The decision caps more than a decade of legal fighting between Martin and Leslie Beverly and people who contend the stream-laced property at the Amazon Creek headwaters should remain undeveloped.
The Beverlys are marketing the site to developers, and asking $2.5 million, said their attorney, Bill Kloos. An adjacent separate parcel -- 8 acres for which the couple does not have development approval -- is for sale at $1.25 million, he added.
Despite the setback, an attorney representing the neighborhood group that opposes the development said the fight is not over. He said they will oppose the additional permits needed to develop the proposed 47 lots.
"This site is simply too important to the Amazon headwaters, the livability of Eugene and our future generations to see it transformed by shingles and pavement," attorney Dan Snyder said in an email to The Register-Guard newspaper (http://is.gd/1rimjr).
Much of the case has hinged on how the steepness of the slopes on the property was measured. City rules bar developers from excavating or grading slopes that are steeper than 20 percent.
The Beverlys favored a measurement system allowing 75 lots. The neighbors favored a system allowing zero lots.

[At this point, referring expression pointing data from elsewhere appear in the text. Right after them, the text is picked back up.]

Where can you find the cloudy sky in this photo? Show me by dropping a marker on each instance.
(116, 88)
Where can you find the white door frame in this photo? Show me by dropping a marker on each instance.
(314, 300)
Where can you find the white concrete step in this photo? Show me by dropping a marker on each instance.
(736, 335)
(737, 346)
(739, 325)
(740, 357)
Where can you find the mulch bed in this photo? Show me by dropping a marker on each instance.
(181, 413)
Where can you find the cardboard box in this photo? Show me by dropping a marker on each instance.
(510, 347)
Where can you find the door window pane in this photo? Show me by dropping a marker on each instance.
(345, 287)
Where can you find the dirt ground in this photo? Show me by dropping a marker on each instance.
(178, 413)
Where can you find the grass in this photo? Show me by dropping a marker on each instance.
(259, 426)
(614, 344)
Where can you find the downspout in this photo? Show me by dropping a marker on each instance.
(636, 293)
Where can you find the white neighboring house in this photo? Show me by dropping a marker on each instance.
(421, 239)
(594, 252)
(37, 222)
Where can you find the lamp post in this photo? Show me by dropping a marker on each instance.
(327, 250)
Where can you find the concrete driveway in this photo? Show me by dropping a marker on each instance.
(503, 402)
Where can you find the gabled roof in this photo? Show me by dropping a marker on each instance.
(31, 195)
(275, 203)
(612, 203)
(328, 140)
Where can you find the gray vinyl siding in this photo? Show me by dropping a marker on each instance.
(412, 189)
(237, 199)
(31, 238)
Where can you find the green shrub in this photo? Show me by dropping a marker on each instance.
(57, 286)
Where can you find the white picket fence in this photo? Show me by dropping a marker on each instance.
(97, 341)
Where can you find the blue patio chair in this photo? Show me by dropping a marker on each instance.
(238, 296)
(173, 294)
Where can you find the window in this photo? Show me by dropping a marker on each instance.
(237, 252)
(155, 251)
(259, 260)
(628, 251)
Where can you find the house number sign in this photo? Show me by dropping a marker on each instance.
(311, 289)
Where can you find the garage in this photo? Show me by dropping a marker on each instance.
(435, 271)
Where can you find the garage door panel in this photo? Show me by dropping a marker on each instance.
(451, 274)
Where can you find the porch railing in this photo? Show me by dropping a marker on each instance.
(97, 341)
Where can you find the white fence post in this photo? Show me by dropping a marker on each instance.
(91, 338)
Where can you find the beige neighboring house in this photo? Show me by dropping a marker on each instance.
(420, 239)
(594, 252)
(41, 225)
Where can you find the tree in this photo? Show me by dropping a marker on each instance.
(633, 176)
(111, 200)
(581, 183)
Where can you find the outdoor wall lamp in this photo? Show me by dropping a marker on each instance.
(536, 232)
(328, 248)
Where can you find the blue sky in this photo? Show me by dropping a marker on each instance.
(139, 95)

Initially, city staff recommended rejecting the 75-lot application. Then, the staff offered to approve 47 lots, based on a different measurement system.
A city hearings official favored the slope measurement system advocated by neighbors and rejected both the 75-lot and 47-lot proposals.
The Beverlys appealed to the city planning commission, which approved the 47-lot proposal. The Land Use Board of Appeal also supported that proposal.